Cependant le mouvement ne s’affiche pas, ne se pense sans doute même pas, comme un projet de décroissance et je vois plusieurs raisons à cela.
- Comme pour les monnaies locales, il s’agit d’outils avec une dimension technique forte qui tendent à faire perdre le sens politique du projet. Dans celle que nous avions montée à Romans sur Isère comme dans le Réseau national des monnaies locales, la croissance de la circulation de la monnaie locale finissait par devenir le seul objectif. Par contre, dès que nous avons voulu utiliser le « fonds de garantie » (les euros reçus en échange de la monnaie locale) pour essayer de financer des projets locaux sans contrepartie ni garanties, nous n’avons pas été suivis. Ce n’était pas légal ! Et trop politique. Néanmoins, des bénévoles de TdL se posent des questions, comme j’ai pu le voir sur un compte-rendu d’atelier « est ce que la croissance du nombre de fermes est notre seul objectif ? »
- TdL est reconnue par le Ministre de l’agriculture comme organisme à vocation agricole et rurale (ONVAR) ce qui lui ouvre des financements publics et la Banque des territoires (l’ancienne Caisse des dépôts) a investi 6 millions d’euros dans la Foncière. La légitimité dans ces instances serait sans doute plus compliquée avec la décroissance en boutonnière.

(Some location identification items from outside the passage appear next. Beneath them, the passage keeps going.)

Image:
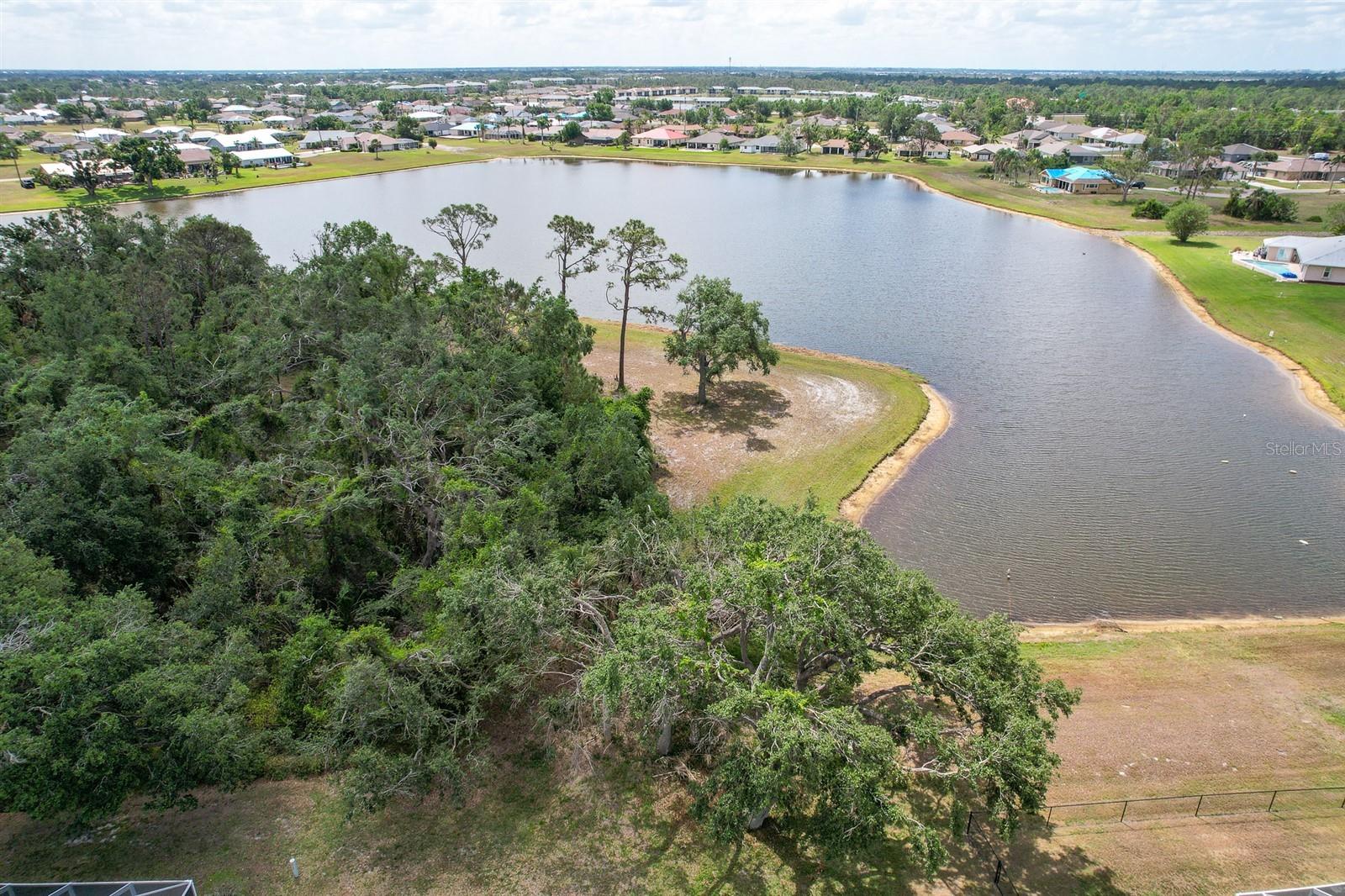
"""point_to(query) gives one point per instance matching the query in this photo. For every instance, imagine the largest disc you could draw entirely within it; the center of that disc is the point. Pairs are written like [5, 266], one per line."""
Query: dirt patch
[889, 468]
[783, 414]
[1200, 710]
[1309, 387]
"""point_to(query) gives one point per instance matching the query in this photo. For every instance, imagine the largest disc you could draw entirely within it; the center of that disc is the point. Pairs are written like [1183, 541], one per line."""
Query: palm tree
[1337, 163]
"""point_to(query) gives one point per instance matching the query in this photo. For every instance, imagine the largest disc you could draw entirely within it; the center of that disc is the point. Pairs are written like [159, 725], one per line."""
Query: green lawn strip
[1308, 319]
[324, 167]
[834, 468]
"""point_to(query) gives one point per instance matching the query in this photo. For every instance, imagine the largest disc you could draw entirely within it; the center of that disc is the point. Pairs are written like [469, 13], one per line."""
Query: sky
[432, 34]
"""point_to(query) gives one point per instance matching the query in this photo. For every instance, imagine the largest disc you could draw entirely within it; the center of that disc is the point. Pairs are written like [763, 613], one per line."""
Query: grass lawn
[815, 425]
[1261, 701]
[336, 165]
[1308, 319]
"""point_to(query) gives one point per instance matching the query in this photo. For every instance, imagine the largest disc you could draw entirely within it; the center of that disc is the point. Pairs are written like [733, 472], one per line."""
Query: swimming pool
[1274, 268]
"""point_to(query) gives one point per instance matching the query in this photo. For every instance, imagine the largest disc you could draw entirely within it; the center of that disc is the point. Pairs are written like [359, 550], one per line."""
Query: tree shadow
[739, 407]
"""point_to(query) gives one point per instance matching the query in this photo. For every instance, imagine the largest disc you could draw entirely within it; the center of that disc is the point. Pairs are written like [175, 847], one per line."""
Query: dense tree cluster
[356, 514]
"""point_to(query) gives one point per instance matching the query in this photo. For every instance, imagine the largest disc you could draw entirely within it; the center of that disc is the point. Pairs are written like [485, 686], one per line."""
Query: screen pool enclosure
[104, 888]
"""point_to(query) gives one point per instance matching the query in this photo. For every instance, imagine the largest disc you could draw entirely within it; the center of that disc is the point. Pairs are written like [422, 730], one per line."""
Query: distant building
[1316, 259]
[1241, 152]
[659, 138]
[1080, 179]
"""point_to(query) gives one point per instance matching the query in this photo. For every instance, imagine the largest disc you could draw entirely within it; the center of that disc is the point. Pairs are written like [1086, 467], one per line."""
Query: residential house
[1317, 259]
[712, 140]
[323, 139]
[1298, 168]
[1084, 155]
[958, 138]
[1131, 140]
[166, 131]
[269, 158]
[1066, 131]
[193, 156]
[1080, 179]
[986, 152]
[603, 136]
[911, 150]
[245, 140]
[100, 134]
[659, 138]
[1239, 152]
[387, 141]
[770, 143]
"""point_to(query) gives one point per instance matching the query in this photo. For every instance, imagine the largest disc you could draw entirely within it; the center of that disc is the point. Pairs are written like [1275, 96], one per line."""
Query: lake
[1109, 448]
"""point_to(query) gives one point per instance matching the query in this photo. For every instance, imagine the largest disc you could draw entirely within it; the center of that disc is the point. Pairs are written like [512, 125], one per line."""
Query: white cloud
[365, 34]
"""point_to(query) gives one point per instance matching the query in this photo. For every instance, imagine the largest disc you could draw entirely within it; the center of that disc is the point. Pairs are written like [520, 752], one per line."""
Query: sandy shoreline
[891, 468]
[1068, 631]
[1308, 385]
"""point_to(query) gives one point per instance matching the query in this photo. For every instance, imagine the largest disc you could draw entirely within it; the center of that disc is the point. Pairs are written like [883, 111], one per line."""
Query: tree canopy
[346, 515]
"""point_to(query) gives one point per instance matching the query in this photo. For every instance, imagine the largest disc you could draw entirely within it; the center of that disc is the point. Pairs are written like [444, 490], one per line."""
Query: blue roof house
[1079, 179]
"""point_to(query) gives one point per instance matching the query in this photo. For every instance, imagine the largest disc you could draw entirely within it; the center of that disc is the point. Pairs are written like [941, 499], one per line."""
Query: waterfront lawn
[815, 425]
[334, 165]
[1308, 319]
[1232, 709]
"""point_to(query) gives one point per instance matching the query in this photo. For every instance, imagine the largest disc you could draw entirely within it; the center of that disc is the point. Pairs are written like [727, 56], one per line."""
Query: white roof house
[100, 134]
[245, 140]
[1318, 259]
[259, 158]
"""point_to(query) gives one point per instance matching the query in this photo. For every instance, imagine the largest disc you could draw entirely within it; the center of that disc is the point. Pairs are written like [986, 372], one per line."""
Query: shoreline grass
[837, 466]
[1308, 320]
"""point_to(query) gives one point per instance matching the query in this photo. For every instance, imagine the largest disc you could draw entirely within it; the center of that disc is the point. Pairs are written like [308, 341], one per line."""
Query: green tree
[578, 250]
[639, 257]
[467, 226]
[1335, 219]
[1127, 167]
[748, 665]
[87, 172]
[10, 152]
[572, 134]
[716, 329]
[1187, 219]
[104, 700]
[148, 159]
[925, 134]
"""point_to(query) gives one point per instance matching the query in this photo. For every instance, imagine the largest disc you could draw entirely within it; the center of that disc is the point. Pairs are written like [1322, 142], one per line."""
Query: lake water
[1093, 414]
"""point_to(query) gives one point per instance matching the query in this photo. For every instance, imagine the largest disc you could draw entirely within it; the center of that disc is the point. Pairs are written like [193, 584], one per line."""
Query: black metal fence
[986, 846]
[1232, 802]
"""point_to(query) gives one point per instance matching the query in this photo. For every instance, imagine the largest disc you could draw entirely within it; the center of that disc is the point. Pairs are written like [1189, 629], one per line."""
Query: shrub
[1150, 208]
[1187, 219]
[1261, 205]
[1336, 219]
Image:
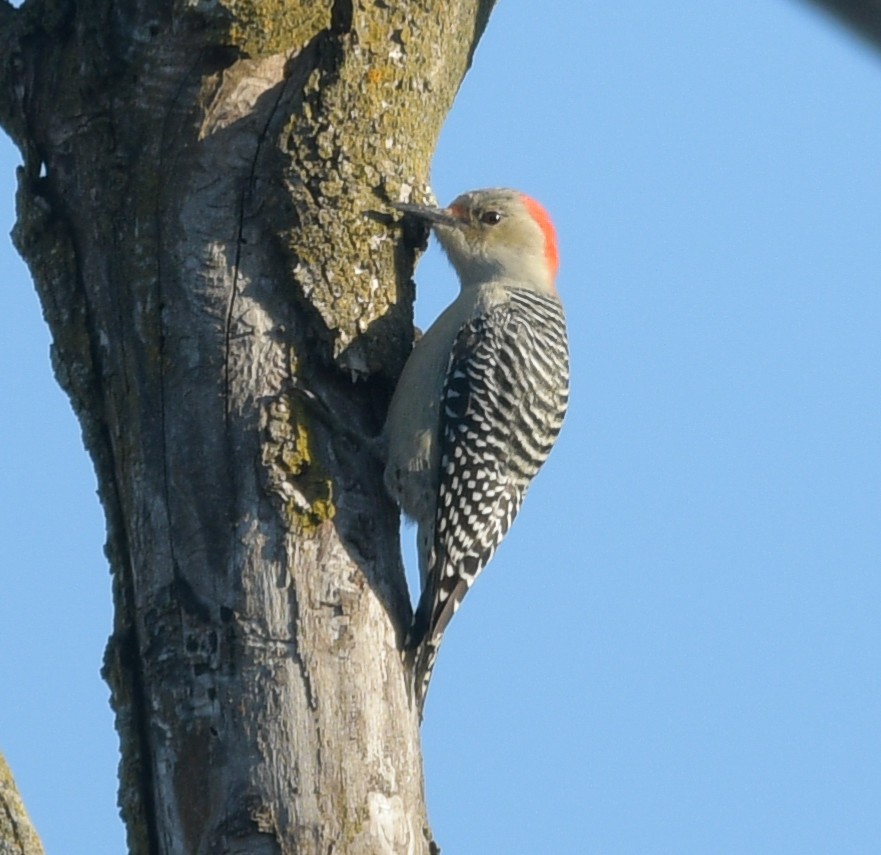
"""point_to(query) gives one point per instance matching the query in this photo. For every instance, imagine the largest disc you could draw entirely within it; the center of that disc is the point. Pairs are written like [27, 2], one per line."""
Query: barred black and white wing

- De plus les bénévoles ne veulent pas être des militants, je l‘ai entendu plusieurs fois. Et pour certains sortir les terres agricoles de la spéculation est un projet politique en soi. Il s’agit d’un mouvement d’une grande diversité et des 3 têtes, avec laquelle faut-il discuter, la Fédération, la Foncière, la Fondation ? Et à quelle échelle, les structures nationales, les associations territoriales, les groupes locaux ?

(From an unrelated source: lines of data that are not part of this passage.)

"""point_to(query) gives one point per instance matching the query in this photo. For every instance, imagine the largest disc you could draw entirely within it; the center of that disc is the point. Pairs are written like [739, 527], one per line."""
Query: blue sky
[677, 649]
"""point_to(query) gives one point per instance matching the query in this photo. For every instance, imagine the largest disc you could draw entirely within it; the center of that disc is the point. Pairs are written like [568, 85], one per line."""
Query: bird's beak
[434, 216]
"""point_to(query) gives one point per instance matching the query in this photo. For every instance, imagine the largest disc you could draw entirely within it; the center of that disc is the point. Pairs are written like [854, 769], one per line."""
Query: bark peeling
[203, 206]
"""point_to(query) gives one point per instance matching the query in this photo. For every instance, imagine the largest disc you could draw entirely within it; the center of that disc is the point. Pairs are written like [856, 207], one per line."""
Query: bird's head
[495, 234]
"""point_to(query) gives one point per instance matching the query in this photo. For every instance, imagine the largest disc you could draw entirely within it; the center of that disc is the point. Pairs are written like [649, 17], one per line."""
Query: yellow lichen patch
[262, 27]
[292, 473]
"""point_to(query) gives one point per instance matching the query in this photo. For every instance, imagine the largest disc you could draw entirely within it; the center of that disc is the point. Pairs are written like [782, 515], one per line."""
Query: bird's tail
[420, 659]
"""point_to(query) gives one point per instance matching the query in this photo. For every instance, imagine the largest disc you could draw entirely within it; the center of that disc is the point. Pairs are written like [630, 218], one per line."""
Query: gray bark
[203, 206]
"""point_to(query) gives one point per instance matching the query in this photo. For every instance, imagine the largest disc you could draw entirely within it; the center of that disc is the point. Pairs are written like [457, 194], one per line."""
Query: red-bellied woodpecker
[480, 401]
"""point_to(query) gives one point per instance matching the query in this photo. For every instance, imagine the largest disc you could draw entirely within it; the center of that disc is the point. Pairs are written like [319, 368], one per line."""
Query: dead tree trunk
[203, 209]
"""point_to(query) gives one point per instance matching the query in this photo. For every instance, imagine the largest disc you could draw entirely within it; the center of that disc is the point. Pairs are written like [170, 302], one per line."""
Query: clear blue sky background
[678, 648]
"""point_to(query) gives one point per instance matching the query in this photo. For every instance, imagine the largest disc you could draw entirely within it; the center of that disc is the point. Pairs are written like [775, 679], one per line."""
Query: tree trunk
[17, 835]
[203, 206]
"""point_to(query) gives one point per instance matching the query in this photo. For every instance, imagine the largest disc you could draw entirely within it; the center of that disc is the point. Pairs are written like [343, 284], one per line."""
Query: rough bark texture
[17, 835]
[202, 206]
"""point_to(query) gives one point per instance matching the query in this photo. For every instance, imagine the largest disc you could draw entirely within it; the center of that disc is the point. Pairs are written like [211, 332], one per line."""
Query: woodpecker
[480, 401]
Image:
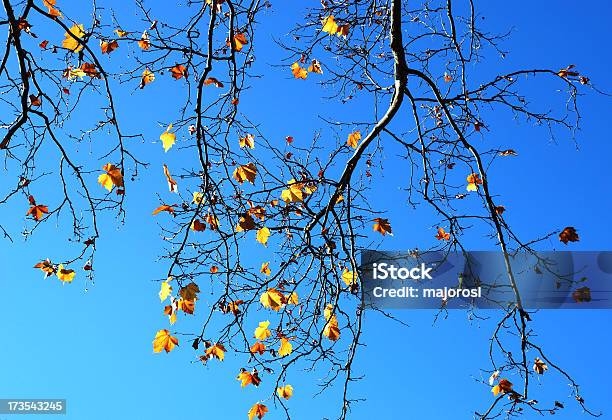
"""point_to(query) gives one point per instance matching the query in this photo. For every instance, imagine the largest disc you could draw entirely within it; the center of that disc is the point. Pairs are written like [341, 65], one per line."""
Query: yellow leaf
[329, 25]
[112, 177]
[285, 391]
[164, 341]
[265, 268]
[315, 67]
[539, 366]
[247, 141]
[272, 299]
[50, 5]
[285, 348]
[144, 42]
[504, 386]
[65, 274]
[197, 197]
[348, 277]
[218, 351]
[147, 77]
[382, 226]
[258, 348]
[262, 235]
[293, 299]
[168, 139]
[473, 182]
[105, 181]
[331, 330]
[246, 173]
[165, 290]
[258, 410]
[298, 72]
[262, 332]
[246, 377]
[240, 40]
[172, 184]
[353, 139]
[329, 311]
[70, 43]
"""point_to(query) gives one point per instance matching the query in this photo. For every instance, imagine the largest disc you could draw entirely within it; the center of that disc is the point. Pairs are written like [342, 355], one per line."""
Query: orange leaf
[258, 410]
[298, 72]
[172, 185]
[569, 234]
[382, 226]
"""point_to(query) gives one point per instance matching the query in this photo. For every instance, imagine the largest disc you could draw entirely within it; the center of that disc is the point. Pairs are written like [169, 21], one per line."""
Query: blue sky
[93, 346]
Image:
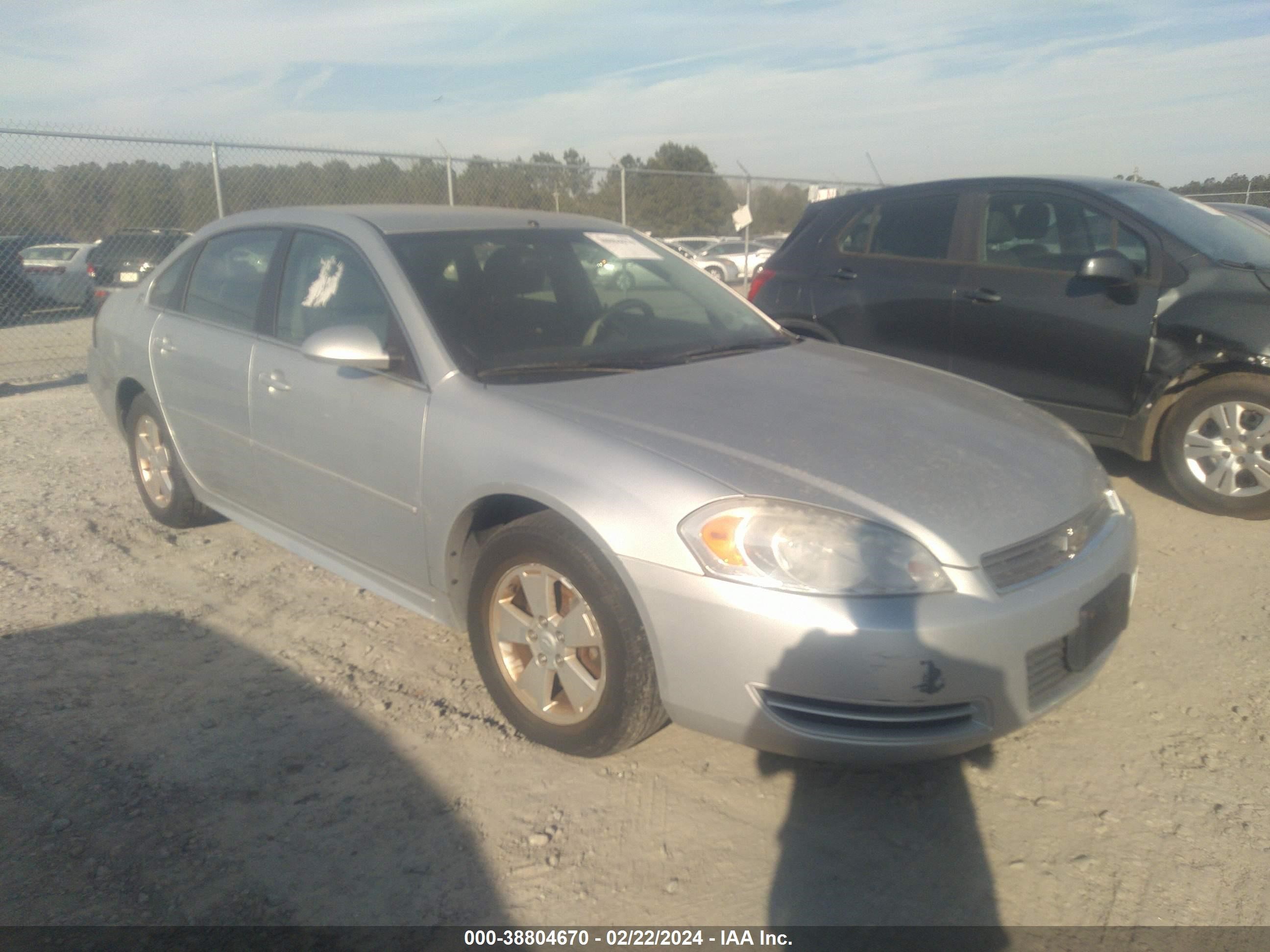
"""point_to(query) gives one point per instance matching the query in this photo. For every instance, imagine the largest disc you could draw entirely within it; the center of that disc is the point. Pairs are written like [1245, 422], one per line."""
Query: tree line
[88, 201]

Alors oui, TdL constitue bien une déclinaison d’un projet politique de décroissance mais celui-ci n’est pas assumé. Quelle stratégie faut-il adopter pour le rendre assumable ? Peut-être proposer des interventions sur le projet politique de la décroissance aux prochaines rencontres des bénévoles. Cette année nous avons eu une conférence gesticulée sur la sécurité sociale de l’alimentation et TdL est rentrée dans le collectif qui porte le projet.